By Herald Standard Staff 3 min read

PITTSBURGH – Just when you thought it was safe to rip the last of four meaningless exhibition games, down goes the would-be fill-in starting quarterback. Byron Leftwich suffered a knee injury while completing his second pass of Thursday’s preseason finale against Carolina.

Two points to make about that injury: Good thing it wasn’t Ben Roethlisberger (with all due respect to the Leftwich family) and doesn’t that anoint Dennis Dixon as Pittsburgh’s starting quarterback until Roethlisberger’s suspension is over?

Hold on right there. Let’s not get ahead of ourselves.

First of all, nobody knows the severity of Leftwich’s injury. Well, those who may know aren’t saying.

Secondly, Steelers coach Mike Tomlin may have come into Thursday’s game with his mind made up. He may have known for a while whether Leftwich or Dixon or Charlie Batch would get the call a week from Sunday when the Steelers host Atlanta in a game that counts in the standings.

Maybe Leftwich wasn’t the guy.

Maybe that’s why Dixon came in, engineered a touchdown drive and got out so quickly.

Maybe that’s why Batch, seemingly given up on until late in the penultimate meaningless game last Sunday, got the bulk of the snaps against the deepest part of Carolina’s depth chart.

Gotta have him game ready. Maybe.

A lot of fans have been intrigued by how the Steelers would come to name the guy who gets to fill in for Roethlisberger while the star quarterback serves his suspension.

By the way, Roethlisberger and the team will find out later today the exact length of the suspension when he meets with NFL commissioner Roger Goodell in New York. If we’re lucky, they may even announce it to us.

So, if the six-gamer is cut to four (as expected), that’s one thing. If it stays at six, that’s another. If it is reduced to three games (what the Steelers want) or even two games (still possible), that’s kind of a different animal altogether.

That would explain why Tomlin saw fit to play Roethlisberger at all in any of the preseason games. It would also highlight the futility in trying to make sense of any snap counts that fans, players or coaches may have been keeping on any or all of the quarterbacks.
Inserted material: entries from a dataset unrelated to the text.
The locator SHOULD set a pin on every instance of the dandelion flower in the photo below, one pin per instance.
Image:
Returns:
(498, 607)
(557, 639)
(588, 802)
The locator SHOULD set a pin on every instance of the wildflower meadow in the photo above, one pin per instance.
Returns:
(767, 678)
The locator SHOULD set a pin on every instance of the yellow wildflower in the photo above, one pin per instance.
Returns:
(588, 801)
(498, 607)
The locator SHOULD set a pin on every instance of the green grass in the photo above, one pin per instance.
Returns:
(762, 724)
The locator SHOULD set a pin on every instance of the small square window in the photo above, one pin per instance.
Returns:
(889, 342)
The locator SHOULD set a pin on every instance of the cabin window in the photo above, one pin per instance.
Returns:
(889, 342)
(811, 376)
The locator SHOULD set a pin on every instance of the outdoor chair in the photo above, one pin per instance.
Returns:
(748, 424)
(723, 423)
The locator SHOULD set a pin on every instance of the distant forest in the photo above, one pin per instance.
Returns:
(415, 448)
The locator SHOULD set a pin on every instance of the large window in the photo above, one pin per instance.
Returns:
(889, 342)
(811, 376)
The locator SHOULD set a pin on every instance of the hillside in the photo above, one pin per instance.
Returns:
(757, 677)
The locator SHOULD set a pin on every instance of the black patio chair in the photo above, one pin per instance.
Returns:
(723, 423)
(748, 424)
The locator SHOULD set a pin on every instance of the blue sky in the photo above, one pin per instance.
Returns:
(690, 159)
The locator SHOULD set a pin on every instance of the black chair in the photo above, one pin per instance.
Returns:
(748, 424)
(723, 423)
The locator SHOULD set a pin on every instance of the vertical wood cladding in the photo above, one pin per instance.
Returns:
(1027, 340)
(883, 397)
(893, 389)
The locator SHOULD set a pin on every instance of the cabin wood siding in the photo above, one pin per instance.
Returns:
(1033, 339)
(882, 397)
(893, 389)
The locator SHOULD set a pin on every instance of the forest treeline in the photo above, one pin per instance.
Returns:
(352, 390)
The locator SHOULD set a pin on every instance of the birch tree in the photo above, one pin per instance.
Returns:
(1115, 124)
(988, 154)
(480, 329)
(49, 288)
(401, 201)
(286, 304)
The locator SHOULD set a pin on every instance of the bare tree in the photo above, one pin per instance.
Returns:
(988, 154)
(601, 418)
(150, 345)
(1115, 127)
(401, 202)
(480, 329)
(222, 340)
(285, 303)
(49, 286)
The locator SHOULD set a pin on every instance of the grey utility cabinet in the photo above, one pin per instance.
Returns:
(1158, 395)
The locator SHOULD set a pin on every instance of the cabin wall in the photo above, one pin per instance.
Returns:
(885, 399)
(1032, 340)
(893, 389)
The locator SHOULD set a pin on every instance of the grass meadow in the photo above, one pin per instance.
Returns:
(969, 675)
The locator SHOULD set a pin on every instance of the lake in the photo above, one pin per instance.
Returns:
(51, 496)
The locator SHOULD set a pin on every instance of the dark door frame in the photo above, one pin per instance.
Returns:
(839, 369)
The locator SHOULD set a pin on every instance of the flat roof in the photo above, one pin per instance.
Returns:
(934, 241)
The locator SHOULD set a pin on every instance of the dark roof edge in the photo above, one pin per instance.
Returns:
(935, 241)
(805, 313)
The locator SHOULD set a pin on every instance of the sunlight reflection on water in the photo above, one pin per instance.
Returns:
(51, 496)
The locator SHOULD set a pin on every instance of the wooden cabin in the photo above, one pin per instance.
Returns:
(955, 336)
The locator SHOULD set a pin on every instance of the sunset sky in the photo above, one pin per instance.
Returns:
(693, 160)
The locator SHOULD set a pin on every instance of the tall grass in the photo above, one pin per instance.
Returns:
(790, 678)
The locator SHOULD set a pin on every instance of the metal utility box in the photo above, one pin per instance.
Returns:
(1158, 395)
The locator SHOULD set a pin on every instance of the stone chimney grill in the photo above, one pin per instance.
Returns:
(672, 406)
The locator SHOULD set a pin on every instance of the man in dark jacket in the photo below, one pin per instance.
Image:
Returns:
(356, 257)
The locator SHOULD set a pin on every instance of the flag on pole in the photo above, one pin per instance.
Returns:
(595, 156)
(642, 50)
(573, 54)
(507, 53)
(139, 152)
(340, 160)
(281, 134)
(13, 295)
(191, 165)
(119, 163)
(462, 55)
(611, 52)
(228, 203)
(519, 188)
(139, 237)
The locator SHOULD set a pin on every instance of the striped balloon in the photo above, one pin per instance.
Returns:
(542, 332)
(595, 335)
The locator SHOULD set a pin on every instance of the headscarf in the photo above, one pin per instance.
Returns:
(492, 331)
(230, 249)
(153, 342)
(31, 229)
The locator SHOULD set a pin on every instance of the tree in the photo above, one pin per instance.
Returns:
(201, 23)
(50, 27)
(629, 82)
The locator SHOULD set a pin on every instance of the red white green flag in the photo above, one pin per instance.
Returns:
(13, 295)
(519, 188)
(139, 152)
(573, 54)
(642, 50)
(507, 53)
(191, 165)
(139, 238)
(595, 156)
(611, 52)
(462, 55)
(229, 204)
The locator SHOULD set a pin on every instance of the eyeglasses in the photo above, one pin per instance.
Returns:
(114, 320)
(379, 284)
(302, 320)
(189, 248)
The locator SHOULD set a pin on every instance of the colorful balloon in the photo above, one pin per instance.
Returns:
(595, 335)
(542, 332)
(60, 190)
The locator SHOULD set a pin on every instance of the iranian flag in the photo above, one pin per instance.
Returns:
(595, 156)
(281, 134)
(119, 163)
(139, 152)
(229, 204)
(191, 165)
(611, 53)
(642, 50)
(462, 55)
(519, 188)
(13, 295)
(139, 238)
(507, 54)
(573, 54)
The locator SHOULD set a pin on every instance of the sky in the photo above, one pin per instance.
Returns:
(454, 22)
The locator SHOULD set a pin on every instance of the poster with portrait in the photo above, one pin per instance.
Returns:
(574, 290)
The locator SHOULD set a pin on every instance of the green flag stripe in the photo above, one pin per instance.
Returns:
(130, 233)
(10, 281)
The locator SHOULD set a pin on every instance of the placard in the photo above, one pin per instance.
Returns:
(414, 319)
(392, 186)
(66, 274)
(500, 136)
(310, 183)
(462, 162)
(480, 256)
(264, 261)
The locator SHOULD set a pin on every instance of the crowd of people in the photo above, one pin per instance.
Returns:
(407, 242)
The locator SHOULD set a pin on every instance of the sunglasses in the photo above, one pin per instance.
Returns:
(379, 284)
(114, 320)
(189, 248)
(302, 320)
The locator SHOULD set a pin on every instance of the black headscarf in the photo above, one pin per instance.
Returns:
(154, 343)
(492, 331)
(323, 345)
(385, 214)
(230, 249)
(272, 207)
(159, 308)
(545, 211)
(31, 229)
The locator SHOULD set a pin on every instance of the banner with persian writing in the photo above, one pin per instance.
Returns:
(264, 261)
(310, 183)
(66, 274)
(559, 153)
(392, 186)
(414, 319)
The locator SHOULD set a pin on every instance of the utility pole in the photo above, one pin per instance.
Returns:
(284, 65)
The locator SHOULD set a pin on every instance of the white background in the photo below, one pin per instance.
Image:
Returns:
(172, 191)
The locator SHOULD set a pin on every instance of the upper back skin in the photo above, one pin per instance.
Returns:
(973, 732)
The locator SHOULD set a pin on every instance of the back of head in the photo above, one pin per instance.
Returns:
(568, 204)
The bottom line, though, comes down to this, at least in my opinion:

Experience trumps potential.

Even though Dixon showed vast improvement from OTAs and mini-camps to training camp, he’s just too green to trust at this stage of his career, regardless of what his agent may say.

If Leftwich is healthy enough, he will start against Atlanta. If not, it will be Batch.

The Steelers didn’t trade for Leftwich or keep Batch around because they look good in the uniforms. They are both been there, done that guys.